Storage Pool Balancing provides you with an “always on” feature that makes sure all storage within a given pool is balanced, that is, every managed disk in the pool is giving you the same performance. This feature is always enabled and is included in the base product licenses. Where we had various tools available to balance pools before, this was based on a “count” of the number of extents and capacity. Now the same Easy Tier algorithms are used to monitor and balance the pool from a performance perspective. This can give dramatic improvements, we’ve seen test data show that a balanced pool can provide varying degrees of improvement, some as much as 3x with 1/3 the latency, just by letting the function learn and move the extents.

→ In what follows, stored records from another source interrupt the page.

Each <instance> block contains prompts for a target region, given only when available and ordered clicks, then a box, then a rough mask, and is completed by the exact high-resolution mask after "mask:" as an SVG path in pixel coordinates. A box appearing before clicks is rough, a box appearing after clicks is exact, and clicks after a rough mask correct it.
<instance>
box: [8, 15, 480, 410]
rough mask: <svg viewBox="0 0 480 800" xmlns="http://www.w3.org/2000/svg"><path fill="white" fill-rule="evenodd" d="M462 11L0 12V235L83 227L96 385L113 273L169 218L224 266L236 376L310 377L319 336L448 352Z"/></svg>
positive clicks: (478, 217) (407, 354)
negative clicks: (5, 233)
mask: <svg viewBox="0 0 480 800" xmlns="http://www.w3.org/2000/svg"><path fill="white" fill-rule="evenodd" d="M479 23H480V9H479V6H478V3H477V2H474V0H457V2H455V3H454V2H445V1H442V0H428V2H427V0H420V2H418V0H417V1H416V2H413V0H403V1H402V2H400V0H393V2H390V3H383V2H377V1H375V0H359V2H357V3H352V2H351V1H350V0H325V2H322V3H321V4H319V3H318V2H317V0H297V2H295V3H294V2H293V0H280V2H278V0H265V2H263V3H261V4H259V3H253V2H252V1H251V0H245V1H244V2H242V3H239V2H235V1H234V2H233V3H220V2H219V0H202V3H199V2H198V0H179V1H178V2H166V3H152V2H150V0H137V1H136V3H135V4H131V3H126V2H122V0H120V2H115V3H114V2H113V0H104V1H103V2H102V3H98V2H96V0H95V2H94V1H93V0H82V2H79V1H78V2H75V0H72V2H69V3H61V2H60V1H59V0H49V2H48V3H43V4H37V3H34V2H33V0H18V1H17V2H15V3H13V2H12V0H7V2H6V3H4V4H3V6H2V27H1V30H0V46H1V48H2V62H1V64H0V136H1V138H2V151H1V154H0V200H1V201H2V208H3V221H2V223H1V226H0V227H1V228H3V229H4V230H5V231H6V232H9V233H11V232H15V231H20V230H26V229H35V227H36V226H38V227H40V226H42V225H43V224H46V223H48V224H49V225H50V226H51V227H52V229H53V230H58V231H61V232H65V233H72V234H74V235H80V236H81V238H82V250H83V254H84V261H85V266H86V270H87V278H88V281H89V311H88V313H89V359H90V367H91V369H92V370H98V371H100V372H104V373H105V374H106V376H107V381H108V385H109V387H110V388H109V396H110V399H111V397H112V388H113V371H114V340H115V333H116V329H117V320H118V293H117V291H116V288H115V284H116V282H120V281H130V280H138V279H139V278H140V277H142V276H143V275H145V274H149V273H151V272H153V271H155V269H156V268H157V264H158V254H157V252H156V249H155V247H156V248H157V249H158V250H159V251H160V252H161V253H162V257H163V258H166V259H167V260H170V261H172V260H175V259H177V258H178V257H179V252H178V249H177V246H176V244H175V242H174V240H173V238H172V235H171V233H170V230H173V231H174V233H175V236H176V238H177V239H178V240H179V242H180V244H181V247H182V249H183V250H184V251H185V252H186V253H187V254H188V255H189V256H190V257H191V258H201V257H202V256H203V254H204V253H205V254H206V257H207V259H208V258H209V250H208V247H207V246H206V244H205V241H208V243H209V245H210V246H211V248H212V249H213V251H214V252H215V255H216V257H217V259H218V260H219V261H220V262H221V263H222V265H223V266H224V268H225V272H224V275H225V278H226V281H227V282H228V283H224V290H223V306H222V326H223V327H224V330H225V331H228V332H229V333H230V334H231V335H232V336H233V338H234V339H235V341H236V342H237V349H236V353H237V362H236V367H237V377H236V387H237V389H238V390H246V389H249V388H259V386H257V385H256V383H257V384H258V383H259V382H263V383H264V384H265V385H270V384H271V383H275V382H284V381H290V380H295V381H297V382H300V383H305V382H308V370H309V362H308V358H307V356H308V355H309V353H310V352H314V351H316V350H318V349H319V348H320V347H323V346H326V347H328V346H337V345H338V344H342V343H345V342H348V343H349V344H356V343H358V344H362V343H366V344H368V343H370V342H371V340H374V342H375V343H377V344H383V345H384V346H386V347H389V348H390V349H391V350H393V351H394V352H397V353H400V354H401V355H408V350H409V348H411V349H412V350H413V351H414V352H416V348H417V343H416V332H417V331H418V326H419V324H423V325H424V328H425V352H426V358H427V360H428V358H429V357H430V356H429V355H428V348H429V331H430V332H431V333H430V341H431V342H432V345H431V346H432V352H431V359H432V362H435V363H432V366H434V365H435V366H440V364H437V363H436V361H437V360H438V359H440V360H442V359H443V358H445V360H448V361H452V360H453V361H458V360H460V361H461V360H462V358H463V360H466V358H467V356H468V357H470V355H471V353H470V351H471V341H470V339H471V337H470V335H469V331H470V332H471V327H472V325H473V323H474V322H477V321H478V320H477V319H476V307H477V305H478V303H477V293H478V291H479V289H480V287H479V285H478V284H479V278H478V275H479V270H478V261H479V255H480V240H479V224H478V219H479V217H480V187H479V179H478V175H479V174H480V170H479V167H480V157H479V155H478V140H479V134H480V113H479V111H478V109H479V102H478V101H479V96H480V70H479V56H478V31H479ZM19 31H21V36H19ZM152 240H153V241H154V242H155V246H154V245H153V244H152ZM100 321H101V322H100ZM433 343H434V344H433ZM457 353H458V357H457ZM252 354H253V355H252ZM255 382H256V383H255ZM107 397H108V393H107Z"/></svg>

The final major feature change in 7.3 is a new cache design, where we have streamlined cache processing and enabled dramatic latency improvements on Storwize platforms when using some of the advanced functions that themselves, by their very function, generate more backend I/O. This is worthy of a series of posts in itself, so watch this space.

All in all, I hope you will excuse my lack of posting on here, but you can clearly see, we haven’t been twiddling our thumbs, nor sitting still – none of this would be possible without the amazing core SVC and Storwize development team I work with in the IBM Hursley and Manchester labs in the UK, and around the world in IBM China, India, Hungary, Germany and of course the US.